You can buy entry to the park at any entry gate. They do not accept cash but they do accept card payments and mobile money. The cost of entry depends on your citizenship, updated prices can be found here.
If you have booked through a tour agency for your whole trip, you would have paid to enter for the national park in advance. However, you must register at the entry gate. The Ugandan wildlife authority monitors all entry and exits to the National parks to prevent poaching.
What to do in Queen Elizabeth National Park
The true highlight of Queen Elizabeth National Park is a safari game drive. The name game is really crucial here, time to play the game with nature. You may be very lucky and see every animal, but as it is with nature
It is time to adopt the mentality of the early bird catches the worm. Start your game drive early to see all the animals out to get breakfast. This has 2 advantages, it means you can avoid being out in the complete heat of the day and the colours of the sunrise across the plains of the park are just stunning. I left my lodge at 6am to start the game drive at a good time.
If you are driving yourself around Uganda, you can choose to hire a ranger guide. I would highly recommend this option. The rangers are very experienced and can spot and track anumals very well. As well as this, they know their way around and prevent you from getting lost which is very easy in Queen Elizabeth!
When driving around the park, you are not allowed to exit the marked tracks unless with specific permission. If you are passionate about seeing lions, consider paying extra for lion tracking. Some of the lions in Queen Elizabeth are fitted with tracking collars. This allows the authorities to survey the lions frequently. As well as this, it allows direct lion tracking. If you choose this option the lion trackers are allowed off the track directly to the lions location. Other specialist tracking on offer include chimpanzee tracking, night game drives and also nature walks.
Salt Crater Lake
During game drive in the northern part of the park, make a quick stop at the salt crater lake, Bunyapaka. In a crater formed by a (no longer active) volcano, is a salty lake. In the dry season, the local communities harvest the salt. At the top of the lake is a café, souvenir shops and a toilet. The toilet is the only one in the park and is just 1000USX. The local community members offer an explanation of how the salt is harvested at the lake shore. As well as this, they sell the salt harvested there. The lake has high sulphur concentration so I wouldn’t recommend eating it. There are flamingos that call the lake home.
Boat trip in Kazinga channel
The Kazinga channel is a channel between lake Edward and lake George and is approximately 40kms in Length. Taking a boat cruise down this channel you can see animals in a very different way to the game drive. Expect to see hosts of hippos taking in the sun, elephants coming to bathe or if you are lucky even a leopard going fishing.

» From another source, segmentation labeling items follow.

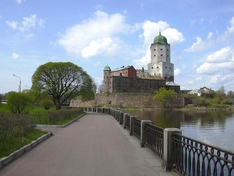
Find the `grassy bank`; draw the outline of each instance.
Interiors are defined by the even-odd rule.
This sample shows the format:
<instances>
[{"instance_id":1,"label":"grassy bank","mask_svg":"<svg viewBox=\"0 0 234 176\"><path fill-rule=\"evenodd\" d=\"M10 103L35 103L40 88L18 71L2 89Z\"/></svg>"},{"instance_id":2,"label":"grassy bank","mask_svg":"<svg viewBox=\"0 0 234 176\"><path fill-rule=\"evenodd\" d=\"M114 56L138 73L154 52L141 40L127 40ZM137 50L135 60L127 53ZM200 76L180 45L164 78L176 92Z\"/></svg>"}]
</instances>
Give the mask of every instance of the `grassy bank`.
<instances>
[{"instance_id":1,"label":"grassy bank","mask_svg":"<svg viewBox=\"0 0 234 176\"><path fill-rule=\"evenodd\" d=\"M7 105L0 104L0 158L46 134L32 128L32 124L63 125L83 114L82 108L45 110L34 107L27 115L11 114Z\"/></svg>"}]
</instances>

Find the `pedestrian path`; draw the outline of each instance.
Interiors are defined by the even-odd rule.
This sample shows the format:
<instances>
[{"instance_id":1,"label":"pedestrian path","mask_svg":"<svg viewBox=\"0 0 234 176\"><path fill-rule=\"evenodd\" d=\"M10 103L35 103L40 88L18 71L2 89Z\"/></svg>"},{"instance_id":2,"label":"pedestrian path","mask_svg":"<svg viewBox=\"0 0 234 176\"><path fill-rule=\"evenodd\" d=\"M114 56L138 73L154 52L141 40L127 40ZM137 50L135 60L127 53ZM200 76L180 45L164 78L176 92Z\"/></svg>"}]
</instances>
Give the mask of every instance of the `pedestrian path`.
<instances>
[{"instance_id":1,"label":"pedestrian path","mask_svg":"<svg viewBox=\"0 0 234 176\"><path fill-rule=\"evenodd\" d=\"M0 170L1 176L171 176L114 118L86 114Z\"/></svg>"}]
</instances>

There are 2 options of boat to take, one offered by the local community or one offered by the Ugandan Wildlife Authority. The boats offered by the UWA tend to be bigger (sometimes 2 floors) and are restricted to certain areas. The community boats are smaller and start from the local villages. As well as this, the money supports the local community more directly.
As well as the wildlife, you can see local fishermen at work in the channel. The UWA has restricted fishing in both Lake George and Lake Edward. However, fishing is allowed in the channel providing the boats are registered with the authorities. Keep an eye out for both the telephone numbers and registration numbers on the fishing boats. This is because if they take part in any illegal activities (such as hippo hunting), they can be tracked and prosecuted.
Animals that you can expect to see on a Kazinga boat cruise
- Hippos a plenty!
- Water buffalo
- Lots of birds
- Elephants bathing
- Leopards fishing
Now you are ready for your trip to Queen Elizabeth National Park! Have a fab time and I hope you see all of the animals.